Padre Cabral retorquia:

- A vocação é muito, mas o poder de Deus é soberano. Um homem pode não ter gosto à Igreja e até persegui-la, e um dia a voz de Deus lhe fala, e ele sai apóstolo; veja São Paulo.

-Não contesto, mas o que eu digo é outra coisa. O que eu digo é que se pode muito bem servir a Deus sem ser padre, cá fora; pode-se ou não se pode?

-Pode-se.

-Pois então?- exclamou José Dias triunfalmente, olhando em volta de si. - Sem vocação é que não há bom padre, e em qualquer profissão liberal se serve a Deus, como todos devemos.

-Perfeitamente, mas vocação não é só do berço que se traz.

-Homem, é a melhor.

-Um moço sem gosto nenhum à vida eclesiástica pode acabar por ser muito bom padre; tudo é que Deus o determine. Não me quero dar por modelo, mas aqui estou eu que nasci com a vocação da medicina; meu padrinho, que era coadjutor de Santa Rita, teimou com meu pai para que me metesse no seminário; meu pai cedeu. Pois, senhor, tomei tal gosto aos estudos e à companhia dos padres, que acabei ordenando-me. Mas, suponha que não acontecia assim, e que eu não mudava de vocação, o que é que acontecia?Tinha estudado no seminário algumas matérias que é bom saberm e são sempre melhor ensinadas naquelas casas.

Prima Justina interveio:

-Como?Então pode-se entrar para o seminário e não sair padre?

Padre Cabral respondeu que sim, que se podia, e voltando-se para mim falou da minha vocação, que era manifesta; os meus brinquedos foram sempre da Igreja, e eu adorava os ofícios divinos.
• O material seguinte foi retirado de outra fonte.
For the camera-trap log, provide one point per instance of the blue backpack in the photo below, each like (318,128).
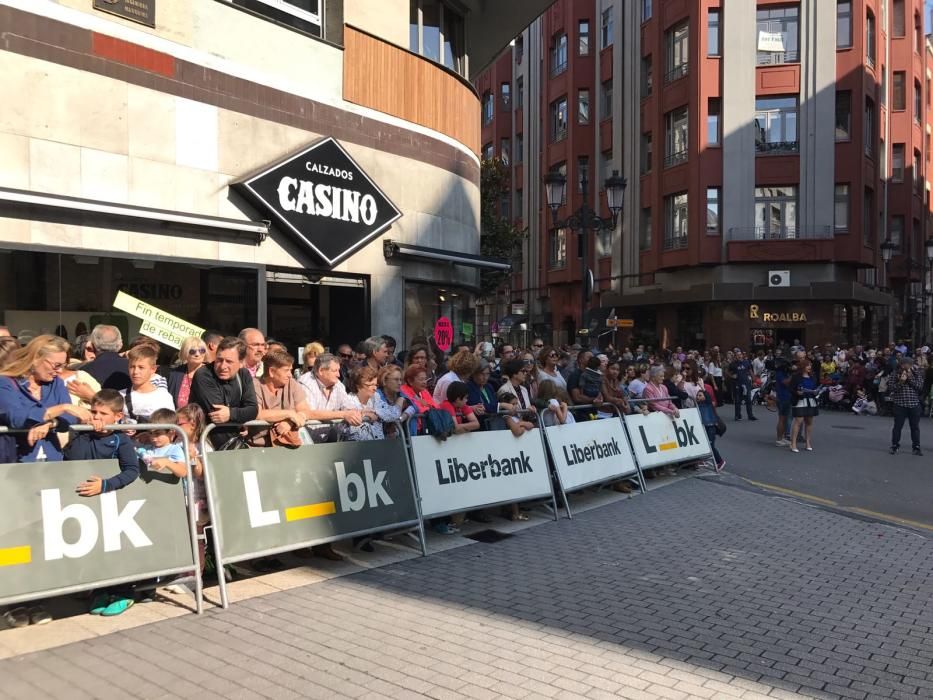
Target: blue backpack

A prova não provava; todas as crianças do meu tempo eram devotas. Cabral acrescentou que o reitor de São José, a quem contara ultimamente a promessa de minha mãe, tinha o meu nascimento por milagre; ele era da mesma opinião. Capitu, cosida às saias de minha mãe, não atendia aos olhos ansiosos que eu lhe mandava; também não parecia escutar a conversação sobre o seminário e suas consequências, e, aliás, decorou o principal, como vim a saber depois. Duas vezes fui à janela, esperando que ela fosse também, e ficássemos à vontade, sozinhos, até acabar o mundo, se acabasse, mas Capitu não apareceu. Não deixou minha mãe, senão para ir embora. Eram ave-marias, despediu-se.

-Vai com ela, Bentinho - disse minha mãe.

-Não precisa, não, Dona Glória - acudiu ela rindo -, eu sei o caminho. Adeus, Sr. protonoário...

-Adeus, Capitu.

Tendo dado um passo no sentido de atravessar a sala, é claro que o meu dever, o meu gosto, todos os impulsos da idade e da ocasião eram atravessá-la de todo, seguir a vizinha corredor a fora, descer à chácara, entrar no quintal, dar-lhe o terceiro beijo e despedir-me. Não me importou a recusa, que cuidei simulada, e enfiei pelo corredor; mas Capitu, que ia depressa, estacou e fez-me sinal que voltasse. Não obedeci; cheguei-me a ela.

-Não venha, não; amanhã falaremos.

-Mas eu queria dizer a você...

-Amanhã.

-Escuta!

-Fica!

Falava baixinho; pegou-me na mão, e pôs o dedo na mão. Uma preta, que veio de dentro acender o lampião do corredor, vendo-nos naquela atitude, quase às escuras, riu de simpatia e murmurrou em tom que ouvíssemos alguma coisa que não entendi bem nem mal. Capitu segredou-me que a escrava desconfiara, e ia talvez contar às outras. Novamente me intimou que ficasse, e retirou-se; eu deixei-me estar parado, pregado, agarrado ao chão."